Es un poema que se inspira en la nostalgia mediterránea. A juzgar por la letra, parece un canto marinero, pero realmente es añoranza de los trovadores, esos músicos y poetas medievales que componían sus obras y las interpretaban en las cortes señoriales de muchos lugares de Europa, especialmente del sur de Francia, entre los siglos XII y XIV. Es por esto que reúne elementos de la lírica medieval como: aspiraciones morales, exaltación de la flor... 

Se utilizan mucho dos recursos estilísticos ampliamente utilizados en el ámbito musical, que son la repetición y el paralelismo, que suele ser muy frecuente en el canto medieval tanto religioso como profano. 

En este poema convertido en canción se recitan ideas de un trovero soñador en forma de tres ideas diferentes, no solo debía expresar sus ideales, sino también traducir su espíritu. 

Rodrigo reunió catorce de sus canciones, editadas antes aisladas e independientes, en un solo volumen.
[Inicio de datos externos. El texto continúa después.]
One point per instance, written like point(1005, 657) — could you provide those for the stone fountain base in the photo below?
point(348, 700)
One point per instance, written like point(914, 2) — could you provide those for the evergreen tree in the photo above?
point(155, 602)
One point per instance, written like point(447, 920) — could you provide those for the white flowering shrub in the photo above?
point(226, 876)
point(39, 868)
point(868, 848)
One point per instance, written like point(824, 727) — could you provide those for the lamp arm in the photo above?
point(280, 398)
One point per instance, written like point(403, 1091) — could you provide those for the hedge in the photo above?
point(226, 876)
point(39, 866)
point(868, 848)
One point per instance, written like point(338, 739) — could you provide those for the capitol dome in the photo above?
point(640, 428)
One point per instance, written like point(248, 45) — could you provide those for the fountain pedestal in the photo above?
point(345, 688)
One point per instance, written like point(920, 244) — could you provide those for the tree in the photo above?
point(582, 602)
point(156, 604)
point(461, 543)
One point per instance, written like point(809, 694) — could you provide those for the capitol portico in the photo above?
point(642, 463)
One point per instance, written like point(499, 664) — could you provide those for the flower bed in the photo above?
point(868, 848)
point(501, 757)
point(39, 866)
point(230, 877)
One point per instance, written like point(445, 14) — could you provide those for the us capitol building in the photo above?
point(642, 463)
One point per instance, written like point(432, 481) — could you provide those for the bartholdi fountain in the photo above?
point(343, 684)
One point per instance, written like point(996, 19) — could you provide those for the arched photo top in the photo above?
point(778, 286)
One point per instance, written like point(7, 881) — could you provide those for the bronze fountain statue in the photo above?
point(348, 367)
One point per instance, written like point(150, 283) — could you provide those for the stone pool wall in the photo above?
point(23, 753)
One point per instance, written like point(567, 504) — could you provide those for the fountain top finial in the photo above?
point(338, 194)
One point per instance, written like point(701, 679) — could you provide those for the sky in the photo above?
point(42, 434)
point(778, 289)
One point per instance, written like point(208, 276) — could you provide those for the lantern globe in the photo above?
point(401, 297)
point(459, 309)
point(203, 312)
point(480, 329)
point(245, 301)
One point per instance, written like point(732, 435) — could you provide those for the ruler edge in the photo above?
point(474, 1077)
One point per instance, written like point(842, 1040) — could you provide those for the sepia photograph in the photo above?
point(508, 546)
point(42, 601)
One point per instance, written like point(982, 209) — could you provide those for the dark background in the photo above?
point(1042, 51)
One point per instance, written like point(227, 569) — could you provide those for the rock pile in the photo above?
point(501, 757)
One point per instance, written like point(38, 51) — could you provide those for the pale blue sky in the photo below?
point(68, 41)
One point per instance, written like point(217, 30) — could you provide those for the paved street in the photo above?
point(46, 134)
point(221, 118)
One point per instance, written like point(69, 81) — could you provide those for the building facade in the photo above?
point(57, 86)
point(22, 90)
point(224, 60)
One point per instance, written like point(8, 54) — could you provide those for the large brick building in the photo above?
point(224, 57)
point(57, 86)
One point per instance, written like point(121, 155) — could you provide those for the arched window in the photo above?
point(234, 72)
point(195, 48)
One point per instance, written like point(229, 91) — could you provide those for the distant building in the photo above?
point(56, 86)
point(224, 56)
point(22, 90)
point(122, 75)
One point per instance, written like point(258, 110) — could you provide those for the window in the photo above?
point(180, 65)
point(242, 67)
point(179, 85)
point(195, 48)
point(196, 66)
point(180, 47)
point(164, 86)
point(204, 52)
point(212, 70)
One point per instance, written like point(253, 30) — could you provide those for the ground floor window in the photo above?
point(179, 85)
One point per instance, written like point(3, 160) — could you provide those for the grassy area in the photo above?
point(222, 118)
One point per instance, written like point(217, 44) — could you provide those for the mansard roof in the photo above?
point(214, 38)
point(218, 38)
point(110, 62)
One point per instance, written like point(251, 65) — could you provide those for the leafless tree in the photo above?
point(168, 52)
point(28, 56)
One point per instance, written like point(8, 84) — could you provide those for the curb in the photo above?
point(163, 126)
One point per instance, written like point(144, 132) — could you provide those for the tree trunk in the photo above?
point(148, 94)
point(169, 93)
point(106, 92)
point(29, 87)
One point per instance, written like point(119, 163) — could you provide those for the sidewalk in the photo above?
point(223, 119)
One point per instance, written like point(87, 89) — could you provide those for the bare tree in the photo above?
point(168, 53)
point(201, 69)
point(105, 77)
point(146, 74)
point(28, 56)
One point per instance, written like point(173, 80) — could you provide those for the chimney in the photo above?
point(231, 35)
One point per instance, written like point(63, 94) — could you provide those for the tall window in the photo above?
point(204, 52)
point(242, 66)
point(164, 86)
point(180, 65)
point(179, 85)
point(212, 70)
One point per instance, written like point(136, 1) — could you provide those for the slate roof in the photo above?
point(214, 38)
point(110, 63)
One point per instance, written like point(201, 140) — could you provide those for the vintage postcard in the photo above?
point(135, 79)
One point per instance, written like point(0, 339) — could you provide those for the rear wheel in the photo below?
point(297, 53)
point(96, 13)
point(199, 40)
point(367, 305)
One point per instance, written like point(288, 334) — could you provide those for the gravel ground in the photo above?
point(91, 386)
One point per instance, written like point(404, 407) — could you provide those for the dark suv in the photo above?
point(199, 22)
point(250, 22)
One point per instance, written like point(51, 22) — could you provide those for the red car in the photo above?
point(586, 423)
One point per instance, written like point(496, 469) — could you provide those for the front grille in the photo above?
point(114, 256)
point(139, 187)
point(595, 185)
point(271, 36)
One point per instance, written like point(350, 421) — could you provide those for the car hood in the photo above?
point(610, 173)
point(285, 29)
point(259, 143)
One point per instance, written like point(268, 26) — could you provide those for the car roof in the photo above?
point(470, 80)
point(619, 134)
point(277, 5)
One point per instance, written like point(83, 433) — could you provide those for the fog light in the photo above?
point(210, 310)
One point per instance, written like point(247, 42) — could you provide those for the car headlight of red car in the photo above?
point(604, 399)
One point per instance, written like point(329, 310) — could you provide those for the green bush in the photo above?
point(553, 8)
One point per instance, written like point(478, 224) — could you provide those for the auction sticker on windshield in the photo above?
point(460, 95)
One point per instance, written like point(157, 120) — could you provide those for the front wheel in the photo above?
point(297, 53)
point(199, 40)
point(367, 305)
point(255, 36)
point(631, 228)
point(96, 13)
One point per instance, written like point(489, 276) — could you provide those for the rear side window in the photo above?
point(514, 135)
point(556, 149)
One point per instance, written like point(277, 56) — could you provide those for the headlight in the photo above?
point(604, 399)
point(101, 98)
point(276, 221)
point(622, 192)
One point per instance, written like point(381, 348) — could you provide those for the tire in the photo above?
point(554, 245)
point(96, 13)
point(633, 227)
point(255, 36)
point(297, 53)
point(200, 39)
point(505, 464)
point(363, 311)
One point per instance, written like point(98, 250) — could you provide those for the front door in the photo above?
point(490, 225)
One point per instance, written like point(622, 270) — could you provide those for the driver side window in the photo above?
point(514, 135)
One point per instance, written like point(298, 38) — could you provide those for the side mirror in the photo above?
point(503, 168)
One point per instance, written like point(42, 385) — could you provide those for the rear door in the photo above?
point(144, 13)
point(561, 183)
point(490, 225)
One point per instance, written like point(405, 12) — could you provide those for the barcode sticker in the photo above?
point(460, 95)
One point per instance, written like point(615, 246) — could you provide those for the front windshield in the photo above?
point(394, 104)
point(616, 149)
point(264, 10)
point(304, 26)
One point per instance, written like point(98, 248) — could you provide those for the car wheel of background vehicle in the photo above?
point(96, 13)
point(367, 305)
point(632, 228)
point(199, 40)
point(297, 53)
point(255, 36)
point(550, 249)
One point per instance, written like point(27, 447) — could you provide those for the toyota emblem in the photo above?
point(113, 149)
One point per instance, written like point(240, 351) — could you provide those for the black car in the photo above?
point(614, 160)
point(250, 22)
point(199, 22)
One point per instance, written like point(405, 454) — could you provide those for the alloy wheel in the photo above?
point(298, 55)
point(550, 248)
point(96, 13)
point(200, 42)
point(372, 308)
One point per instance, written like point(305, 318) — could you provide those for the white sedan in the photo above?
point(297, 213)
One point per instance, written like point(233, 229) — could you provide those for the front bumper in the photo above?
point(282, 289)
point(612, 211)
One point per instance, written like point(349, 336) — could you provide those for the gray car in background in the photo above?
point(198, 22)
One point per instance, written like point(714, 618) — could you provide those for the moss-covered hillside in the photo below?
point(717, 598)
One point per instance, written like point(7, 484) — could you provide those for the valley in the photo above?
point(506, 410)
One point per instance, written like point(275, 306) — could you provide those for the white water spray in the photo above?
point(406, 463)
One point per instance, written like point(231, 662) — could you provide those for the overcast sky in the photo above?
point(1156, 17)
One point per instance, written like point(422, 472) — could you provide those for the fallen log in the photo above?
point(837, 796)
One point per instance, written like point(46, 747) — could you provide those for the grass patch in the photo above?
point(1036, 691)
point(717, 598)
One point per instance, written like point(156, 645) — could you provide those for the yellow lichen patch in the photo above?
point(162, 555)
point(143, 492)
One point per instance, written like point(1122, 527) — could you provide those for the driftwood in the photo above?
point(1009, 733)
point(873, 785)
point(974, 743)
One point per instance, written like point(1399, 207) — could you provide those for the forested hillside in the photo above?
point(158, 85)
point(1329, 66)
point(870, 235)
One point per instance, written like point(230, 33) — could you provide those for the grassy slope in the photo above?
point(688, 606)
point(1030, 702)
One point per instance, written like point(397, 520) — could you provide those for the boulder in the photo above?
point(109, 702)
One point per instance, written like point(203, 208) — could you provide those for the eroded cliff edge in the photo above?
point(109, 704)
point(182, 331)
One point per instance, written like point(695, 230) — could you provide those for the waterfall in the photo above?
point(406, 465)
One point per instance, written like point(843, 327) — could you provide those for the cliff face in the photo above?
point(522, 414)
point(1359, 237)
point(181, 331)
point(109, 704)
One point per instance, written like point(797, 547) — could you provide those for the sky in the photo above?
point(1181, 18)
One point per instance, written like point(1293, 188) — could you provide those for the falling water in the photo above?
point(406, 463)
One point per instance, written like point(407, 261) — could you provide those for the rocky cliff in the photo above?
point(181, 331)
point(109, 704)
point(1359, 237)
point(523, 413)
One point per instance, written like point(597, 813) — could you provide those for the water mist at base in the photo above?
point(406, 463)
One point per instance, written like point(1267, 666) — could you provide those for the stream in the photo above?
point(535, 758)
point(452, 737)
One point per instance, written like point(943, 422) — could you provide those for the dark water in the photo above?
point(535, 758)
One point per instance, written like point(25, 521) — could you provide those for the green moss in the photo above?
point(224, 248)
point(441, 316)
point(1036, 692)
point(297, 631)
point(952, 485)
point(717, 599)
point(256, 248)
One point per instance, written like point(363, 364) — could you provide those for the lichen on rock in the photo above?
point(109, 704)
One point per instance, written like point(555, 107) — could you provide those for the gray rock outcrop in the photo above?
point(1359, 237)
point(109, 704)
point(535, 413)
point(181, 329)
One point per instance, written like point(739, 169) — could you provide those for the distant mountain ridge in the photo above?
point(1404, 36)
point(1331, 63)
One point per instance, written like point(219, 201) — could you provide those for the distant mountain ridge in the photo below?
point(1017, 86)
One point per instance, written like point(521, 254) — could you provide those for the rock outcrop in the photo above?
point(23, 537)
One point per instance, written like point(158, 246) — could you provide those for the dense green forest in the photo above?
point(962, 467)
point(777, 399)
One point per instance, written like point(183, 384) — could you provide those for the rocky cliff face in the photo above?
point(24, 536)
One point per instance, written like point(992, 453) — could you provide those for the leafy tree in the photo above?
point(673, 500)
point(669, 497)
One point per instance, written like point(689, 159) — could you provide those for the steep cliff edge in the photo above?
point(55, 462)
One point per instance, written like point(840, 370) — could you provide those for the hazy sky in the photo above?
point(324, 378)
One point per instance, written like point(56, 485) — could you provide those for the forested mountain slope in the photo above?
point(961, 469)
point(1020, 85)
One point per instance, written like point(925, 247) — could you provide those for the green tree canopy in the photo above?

Están agrupadas según su unidad estilística y su fecha de composición, entre 1934 y 1939, la mayoría de ellas. El compositor muestra una sensibilidad exquisita tanto en la elección de las poesías como en la forma de asimilar y traducir sus sensaciones, y en los gratos efectos sensoriales de su musicalidad. Es muy versátil para adaptarse a las inspiraciones más diversas: con la misma facilidad traduce aspectos humanistas valencianos, catalanes, castellanos o americanos, aunque en todas sus obras se deja entrever su temperamento mediterráneo. Rodrigo representa en música distintos aspectos que caracterizan a los poetas contemporáneos de la generación del 27. Interés por la temática popular que hay en sus letrillas, romances y villancicos. 

Joaquín Rodrigo es muy expresivo. Destaca su capacidad para la traducción del paisaje, reflejo de la afición en su juventud de dar paseos por el campo. Presiente la naturaleza: sus valores sensibles y su alma. Tiene predilección por los esplendorosos y lúcidos matices primaverales cantados por el poeta. Su sentimiento inspira la melodía, y el ambiente, el acompañamiento instrumental. Utiliza mucho el tema amoroso, pero le interesan poco los motivos que deriven de un subconsciente atormentado y tortuoso: su musa es siempre clara, limpia y amable.